An important question here is how to stabilise exchange rates and sterilise current-account inflows in times of high commodity prices as well as capital inflows that are correlated with resource windfalls.
Because equilibrium domestic interest rates are almost always above those in advanced countries, the costs of sterilisation can be significant and can create tensions between the fiscal authorities and the central bank. As is clear from the case of Botswana, however, insofar as periods of high commodity prices are also periods of large government surpluses held at the central bank, a properly managed counter-cyclical fiscal policy will provide a degree of automatic sterilisation.

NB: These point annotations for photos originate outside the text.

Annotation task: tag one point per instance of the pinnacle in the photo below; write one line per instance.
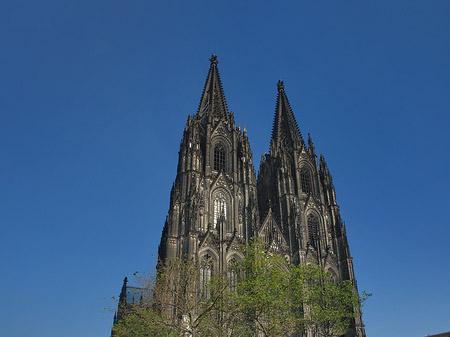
(212, 102)
(285, 130)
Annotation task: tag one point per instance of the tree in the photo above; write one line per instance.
(270, 298)
(329, 306)
(174, 304)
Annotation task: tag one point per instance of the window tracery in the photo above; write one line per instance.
(313, 225)
(232, 274)
(206, 268)
(220, 207)
(305, 179)
(219, 158)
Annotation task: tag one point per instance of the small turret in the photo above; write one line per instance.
(311, 148)
(285, 132)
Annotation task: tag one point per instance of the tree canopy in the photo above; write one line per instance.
(266, 296)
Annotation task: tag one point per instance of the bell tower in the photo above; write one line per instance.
(213, 203)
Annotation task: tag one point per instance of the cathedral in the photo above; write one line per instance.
(218, 203)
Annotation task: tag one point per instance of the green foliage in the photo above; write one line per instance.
(270, 298)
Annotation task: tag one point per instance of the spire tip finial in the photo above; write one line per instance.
(213, 59)
(280, 85)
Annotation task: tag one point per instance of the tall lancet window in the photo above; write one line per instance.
(219, 158)
(313, 227)
(220, 207)
(206, 268)
(305, 180)
(232, 274)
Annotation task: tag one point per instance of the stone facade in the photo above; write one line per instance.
(217, 203)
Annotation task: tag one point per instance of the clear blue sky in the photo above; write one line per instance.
(94, 96)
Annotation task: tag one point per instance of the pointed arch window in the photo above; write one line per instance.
(219, 158)
(305, 178)
(206, 268)
(313, 227)
(232, 274)
(220, 207)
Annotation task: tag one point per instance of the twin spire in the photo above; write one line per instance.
(213, 99)
(285, 130)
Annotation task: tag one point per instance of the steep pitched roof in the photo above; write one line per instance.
(285, 130)
(213, 99)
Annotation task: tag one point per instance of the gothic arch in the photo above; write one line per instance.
(333, 273)
(220, 154)
(221, 202)
(235, 255)
(313, 224)
(306, 177)
(212, 253)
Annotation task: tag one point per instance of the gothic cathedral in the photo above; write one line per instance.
(217, 202)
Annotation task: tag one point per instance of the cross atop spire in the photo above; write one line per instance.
(214, 60)
(213, 101)
(285, 132)
(280, 85)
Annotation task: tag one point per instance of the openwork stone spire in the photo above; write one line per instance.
(285, 130)
(213, 101)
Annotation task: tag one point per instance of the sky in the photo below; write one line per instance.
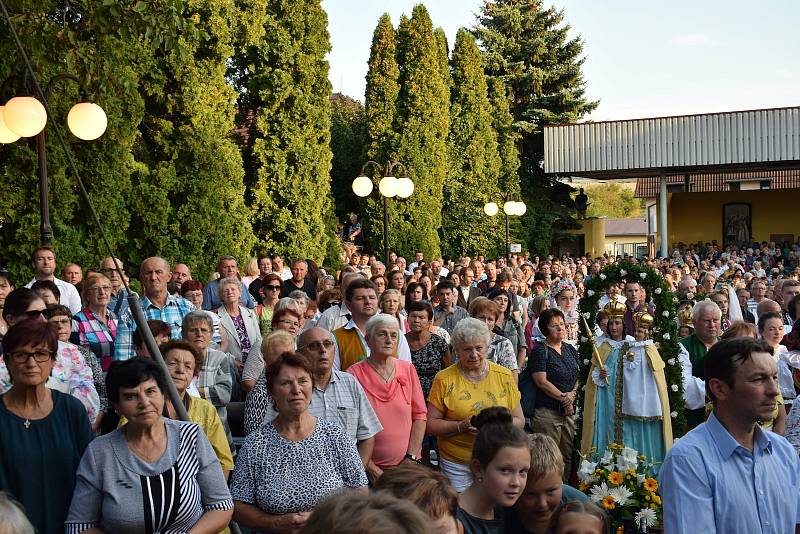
(642, 58)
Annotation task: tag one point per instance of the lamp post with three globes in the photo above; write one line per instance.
(389, 186)
(26, 116)
(510, 207)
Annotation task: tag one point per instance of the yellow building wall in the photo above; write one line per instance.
(594, 235)
(693, 217)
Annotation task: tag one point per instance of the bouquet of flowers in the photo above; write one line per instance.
(621, 483)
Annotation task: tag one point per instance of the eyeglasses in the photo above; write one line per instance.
(104, 289)
(318, 345)
(38, 355)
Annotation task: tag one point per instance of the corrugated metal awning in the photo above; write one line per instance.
(647, 187)
(735, 141)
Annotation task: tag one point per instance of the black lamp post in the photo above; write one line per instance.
(389, 187)
(25, 116)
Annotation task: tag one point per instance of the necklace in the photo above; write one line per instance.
(385, 377)
(481, 376)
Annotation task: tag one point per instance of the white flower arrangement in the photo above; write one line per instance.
(646, 517)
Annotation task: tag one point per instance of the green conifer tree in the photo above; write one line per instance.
(527, 45)
(284, 90)
(422, 127)
(473, 157)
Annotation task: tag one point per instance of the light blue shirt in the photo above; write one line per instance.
(710, 483)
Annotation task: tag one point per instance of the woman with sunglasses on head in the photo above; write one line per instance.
(43, 432)
(70, 374)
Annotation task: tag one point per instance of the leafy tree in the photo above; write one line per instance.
(422, 125)
(528, 47)
(380, 109)
(613, 200)
(474, 159)
(282, 75)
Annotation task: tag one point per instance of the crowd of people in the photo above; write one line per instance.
(422, 396)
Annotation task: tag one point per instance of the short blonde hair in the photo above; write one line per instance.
(545, 456)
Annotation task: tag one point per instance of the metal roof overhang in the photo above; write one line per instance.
(760, 140)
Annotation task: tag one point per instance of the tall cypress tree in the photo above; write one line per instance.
(188, 205)
(473, 157)
(422, 127)
(528, 46)
(284, 89)
(380, 109)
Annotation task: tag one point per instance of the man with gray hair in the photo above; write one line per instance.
(336, 395)
(227, 268)
(707, 321)
(156, 303)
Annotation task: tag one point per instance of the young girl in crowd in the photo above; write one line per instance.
(579, 517)
(500, 463)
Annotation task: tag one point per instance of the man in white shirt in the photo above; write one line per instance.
(43, 260)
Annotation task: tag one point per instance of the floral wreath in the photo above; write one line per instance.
(665, 331)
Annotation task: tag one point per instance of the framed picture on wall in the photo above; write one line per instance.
(736, 223)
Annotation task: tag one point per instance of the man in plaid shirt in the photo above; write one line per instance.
(156, 303)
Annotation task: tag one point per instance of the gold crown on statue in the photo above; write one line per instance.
(615, 308)
(643, 319)
(685, 317)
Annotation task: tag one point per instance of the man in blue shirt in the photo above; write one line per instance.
(728, 475)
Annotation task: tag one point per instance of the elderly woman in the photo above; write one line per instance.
(460, 392)
(43, 432)
(153, 474)
(562, 296)
(214, 381)
(96, 325)
(429, 353)
(500, 350)
(259, 400)
(288, 319)
(292, 463)
(509, 326)
(239, 325)
(390, 302)
(71, 374)
(192, 290)
(61, 316)
(394, 390)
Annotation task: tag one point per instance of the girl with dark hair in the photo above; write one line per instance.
(499, 465)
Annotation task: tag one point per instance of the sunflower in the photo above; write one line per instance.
(650, 485)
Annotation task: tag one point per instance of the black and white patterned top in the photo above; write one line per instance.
(118, 492)
(282, 476)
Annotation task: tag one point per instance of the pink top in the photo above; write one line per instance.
(398, 404)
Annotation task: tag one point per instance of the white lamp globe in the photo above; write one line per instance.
(87, 121)
(25, 116)
(405, 186)
(6, 135)
(388, 186)
(362, 186)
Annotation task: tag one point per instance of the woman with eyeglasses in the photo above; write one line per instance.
(270, 292)
(97, 325)
(70, 372)
(43, 432)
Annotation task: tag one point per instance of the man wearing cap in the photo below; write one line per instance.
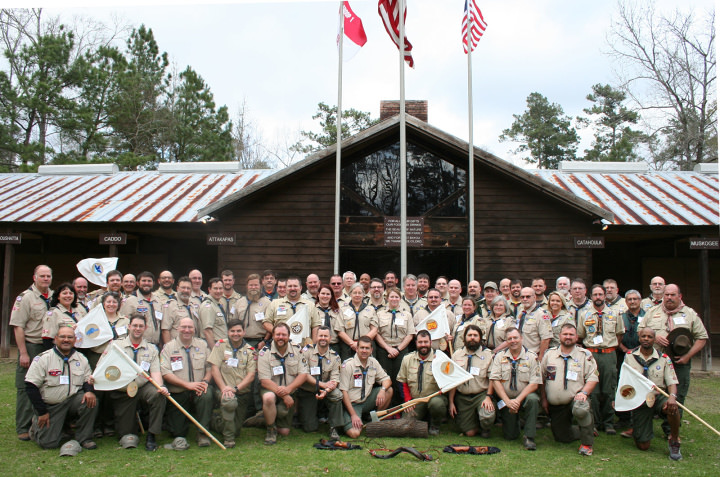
(657, 290)
(187, 373)
(601, 330)
(417, 381)
(125, 401)
(680, 331)
(365, 386)
(57, 384)
(658, 368)
(233, 369)
(471, 403)
(282, 370)
(515, 377)
(570, 376)
(26, 318)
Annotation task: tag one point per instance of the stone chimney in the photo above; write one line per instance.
(417, 108)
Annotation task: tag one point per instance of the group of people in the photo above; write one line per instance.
(530, 353)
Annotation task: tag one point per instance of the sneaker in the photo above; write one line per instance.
(674, 450)
(271, 436)
(585, 450)
(179, 443)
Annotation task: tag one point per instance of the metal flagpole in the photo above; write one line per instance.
(338, 146)
(403, 147)
(471, 147)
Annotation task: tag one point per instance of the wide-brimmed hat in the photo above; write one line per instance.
(680, 341)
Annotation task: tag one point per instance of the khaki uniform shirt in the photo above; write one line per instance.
(270, 365)
(479, 369)
(395, 332)
(233, 364)
(527, 370)
(174, 311)
(581, 369)
(28, 312)
(147, 357)
(330, 366)
(56, 380)
(589, 323)
(661, 371)
(252, 314)
(174, 360)
(351, 378)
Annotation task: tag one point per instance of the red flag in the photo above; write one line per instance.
(354, 34)
(389, 11)
(477, 25)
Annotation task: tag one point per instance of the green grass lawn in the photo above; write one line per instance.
(295, 455)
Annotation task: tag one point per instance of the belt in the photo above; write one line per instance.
(602, 350)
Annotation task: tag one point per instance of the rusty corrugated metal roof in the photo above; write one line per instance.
(120, 197)
(653, 198)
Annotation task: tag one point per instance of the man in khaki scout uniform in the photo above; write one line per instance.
(359, 380)
(471, 403)
(417, 381)
(184, 367)
(282, 370)
(515, 376)
(174, 311)
(233, 369)
(125, 401)
(658, 368)
(570, 375)
(322, 385)
(601, 330)
(57, 385)
(26, 318)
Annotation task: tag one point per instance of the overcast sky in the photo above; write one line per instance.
(280, 56)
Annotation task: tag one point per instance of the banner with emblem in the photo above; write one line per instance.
(633, 389)
(299, 325)
(447, 373)
(115, 370)
(95, 269)
(436, 324)
(93, 329)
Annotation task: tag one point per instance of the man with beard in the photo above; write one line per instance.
(176, 310)
(233, 371)
(282, 370)
(601, 331)
(322, 385)
(418, 381)
(658, 368)
(515, 376)
(570, 376)
(471, 403)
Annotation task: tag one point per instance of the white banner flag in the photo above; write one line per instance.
(299, 325)
(633, 389)
(114, 370)
(95, 269)
(447, 373)
(436, 324)
(93, 329)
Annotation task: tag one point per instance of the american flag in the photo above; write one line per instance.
(477, 25)
(389, 11)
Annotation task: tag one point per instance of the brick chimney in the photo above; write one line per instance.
(417, 108)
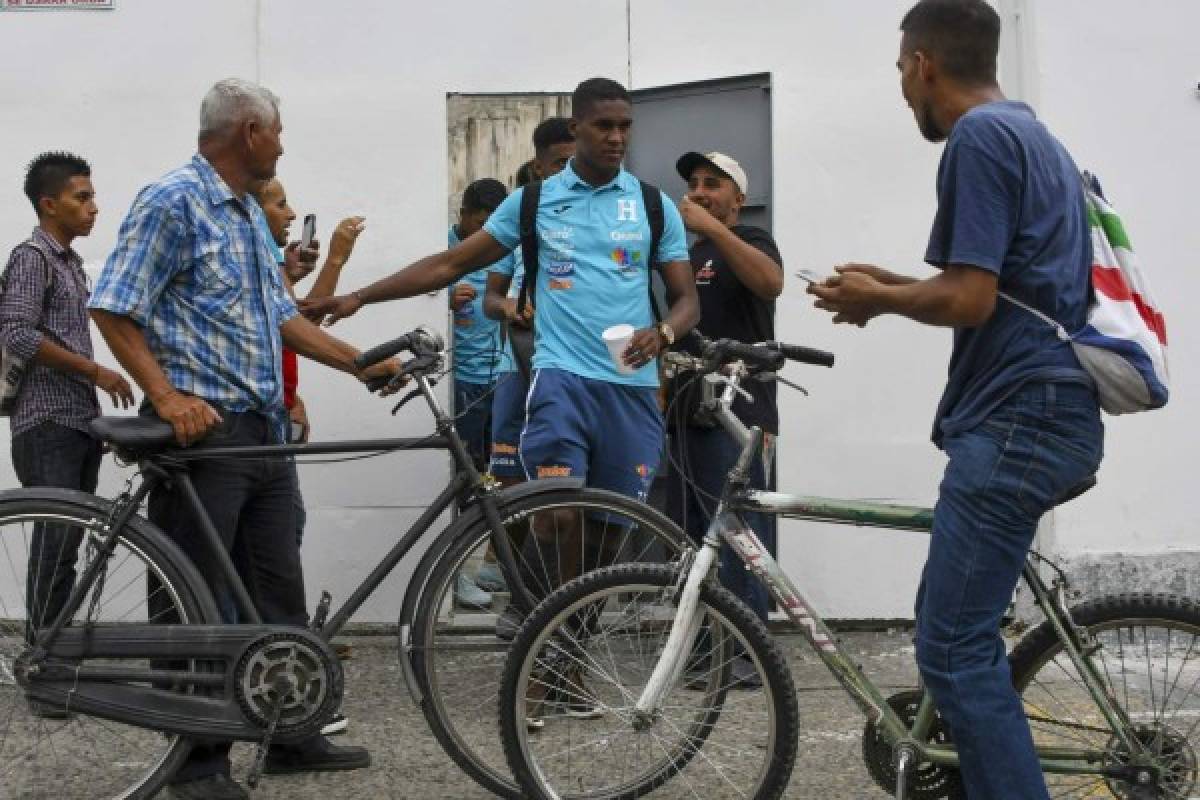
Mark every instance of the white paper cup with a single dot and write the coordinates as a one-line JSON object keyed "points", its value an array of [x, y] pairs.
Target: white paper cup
{"points": [[617, 338]]}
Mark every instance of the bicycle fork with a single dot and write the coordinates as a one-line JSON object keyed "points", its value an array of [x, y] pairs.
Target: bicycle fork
{"points": [[687, 625]]}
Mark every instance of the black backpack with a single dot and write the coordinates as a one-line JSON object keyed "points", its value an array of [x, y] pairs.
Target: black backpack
{"points": [[522, 337]]}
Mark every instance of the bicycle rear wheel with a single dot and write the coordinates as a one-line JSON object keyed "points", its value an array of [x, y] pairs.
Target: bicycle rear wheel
{"points": [[459, 656], [52, 752], [594, 643], [1147, 653]]}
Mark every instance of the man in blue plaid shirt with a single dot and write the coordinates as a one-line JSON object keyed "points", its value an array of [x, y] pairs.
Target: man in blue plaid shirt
{"points": [[192, 305]]}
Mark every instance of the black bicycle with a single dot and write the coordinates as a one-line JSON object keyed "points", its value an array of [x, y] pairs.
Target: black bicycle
{"points": [[102, 701]]}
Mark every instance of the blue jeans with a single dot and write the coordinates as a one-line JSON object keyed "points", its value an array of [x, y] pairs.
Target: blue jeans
{"points": [[473, 409], [1001, 479], [53, 455], [706, 457]]}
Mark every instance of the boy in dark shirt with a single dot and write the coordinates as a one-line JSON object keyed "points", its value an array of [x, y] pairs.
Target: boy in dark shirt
{"points": [[738, 275]]}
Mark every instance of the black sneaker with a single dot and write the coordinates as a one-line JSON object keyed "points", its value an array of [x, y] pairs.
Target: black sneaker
{"points": [[316, 755], [508, 623]]}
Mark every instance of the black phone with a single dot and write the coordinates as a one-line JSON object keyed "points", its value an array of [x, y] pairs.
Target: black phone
{"points": [[310, 230]]}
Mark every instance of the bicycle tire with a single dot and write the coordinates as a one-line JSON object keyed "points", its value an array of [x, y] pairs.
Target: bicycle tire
{"points": [[465, 725], [190, 597], [772, 710], [1163, 630]]}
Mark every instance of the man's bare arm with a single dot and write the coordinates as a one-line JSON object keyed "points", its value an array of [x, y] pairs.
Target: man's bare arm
{"points": [[430, 274], [190, 416]]}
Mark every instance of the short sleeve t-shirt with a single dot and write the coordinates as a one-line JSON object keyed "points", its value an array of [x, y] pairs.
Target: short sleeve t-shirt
{"points": [[508, 362], [1011, 202], [593, 271], [478, 356], [730, 310]]}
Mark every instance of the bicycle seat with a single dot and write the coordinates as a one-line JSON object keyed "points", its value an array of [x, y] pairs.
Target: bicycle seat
{"points": [[1075, 491], [135, 434]]}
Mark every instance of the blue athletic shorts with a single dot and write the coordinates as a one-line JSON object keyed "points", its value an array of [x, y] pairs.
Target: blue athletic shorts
{"points": [[508, 421], [609, 434]]}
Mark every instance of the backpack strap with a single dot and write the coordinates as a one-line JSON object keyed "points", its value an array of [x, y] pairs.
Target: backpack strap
{"points": [[528, 227], [652, 200]]}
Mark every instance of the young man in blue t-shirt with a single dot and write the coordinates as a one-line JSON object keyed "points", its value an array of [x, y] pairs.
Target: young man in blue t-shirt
{"points": [[1019, 417], [585, 416]]}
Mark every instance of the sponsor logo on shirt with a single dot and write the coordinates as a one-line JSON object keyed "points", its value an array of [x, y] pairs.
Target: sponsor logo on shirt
{"points": [[625, 259]]}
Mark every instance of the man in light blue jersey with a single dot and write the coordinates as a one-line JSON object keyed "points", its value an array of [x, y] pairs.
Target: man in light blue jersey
{"points": [[477, 338], [587, 415], [553, 146], [478, 354]]}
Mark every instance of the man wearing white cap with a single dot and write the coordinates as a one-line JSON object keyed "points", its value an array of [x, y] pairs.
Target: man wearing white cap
{"points": [[738, 275]]}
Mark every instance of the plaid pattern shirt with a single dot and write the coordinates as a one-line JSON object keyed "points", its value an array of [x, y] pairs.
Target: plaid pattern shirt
{"points": [[46, 298], [192, 268]]}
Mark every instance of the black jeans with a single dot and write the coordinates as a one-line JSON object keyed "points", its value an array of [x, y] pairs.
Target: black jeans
{"points": [[53, 455], [252, 505]]}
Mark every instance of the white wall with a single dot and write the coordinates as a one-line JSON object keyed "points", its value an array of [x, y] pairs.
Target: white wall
{"points": [[364, 88]]}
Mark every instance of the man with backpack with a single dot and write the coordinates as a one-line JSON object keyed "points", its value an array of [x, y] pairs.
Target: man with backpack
{"points": [[1019, 417], [43, 324], [598, 232], [738, 274]]}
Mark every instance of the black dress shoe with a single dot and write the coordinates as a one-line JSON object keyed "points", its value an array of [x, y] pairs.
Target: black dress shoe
{"points": [[210, 787], [316, 755]]}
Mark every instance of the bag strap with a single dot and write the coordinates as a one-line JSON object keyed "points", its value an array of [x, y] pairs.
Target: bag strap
{"points": [[1045, 318], [528, 228], [652, 200]]}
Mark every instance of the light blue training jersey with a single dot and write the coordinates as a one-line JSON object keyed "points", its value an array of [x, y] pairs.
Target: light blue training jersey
{"points": [[593, 251], [478, 356]]}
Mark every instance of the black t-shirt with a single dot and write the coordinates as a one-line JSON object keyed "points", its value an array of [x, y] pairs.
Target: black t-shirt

Experiences with industrial policy around the world suggest that it is not straightforward to design an appropriate incentive structure that would help lay the ground for economic diversification in resource-rich countries.
Old-style industrial policies where government is directly involved in the production process need to be avoided. Indeed, those policies in many cases have been captured by local elites, opening the door to corruption and undermining the broader institutional framework. New industrial policies have focused on designing incentive-compatible rules aiming to achieve a private sector-led economic diversification.
Success stories that have yielded economic diversification suggest that low, predictable and non-distorting taxes on entrepreneurial activity can help foster diversification.
Also, the use of commodity proceeds to establish a supportive physical and social infrastructure can raise returns and encourage private investment in other sectors. The financial sector can also play an important role in fostering economic diversification. In particular, efforts to deepen and broaden financial systems in resource-based economies would help achieve that goal.
Perhaps the biggest challenge facing resource-rich countries results from rent-seeking behaviour that undermines their existing institutions, including political diversification and democracy.
Specifically, abundant natural resources tend to distort the allocation of talent, sometimes attracting the wrong sort of people and methods to politics. Especially in countries with weak institutions, talent tends to shift out of private entrepreneurial activity into more lucrative rent-seeking activities, with detrimental implications for efficiency and sustainable economic growth. Institutions need to be designed to guard against such developments.
For example, strong and reliable property rights can foster financial-sector development, allowing the financial system to play a more active and significant role in intermediating resources to help build small- and medium-sized enterprises in the non-resource-rich sectors of the economy.
Generally, more effective checks and balances and more transparency in the management of natural-resource revenues can help counteract the misallocation of talent into socially unproductive activities.
It needs to be recognised that those issues are less prevalent in democratic countries with mature industrial economies than in those that were least developed as well as undemocratic at the time of mineral-resource discoveries. This, if anything, merely underscores the importance of a careful approach to institution building.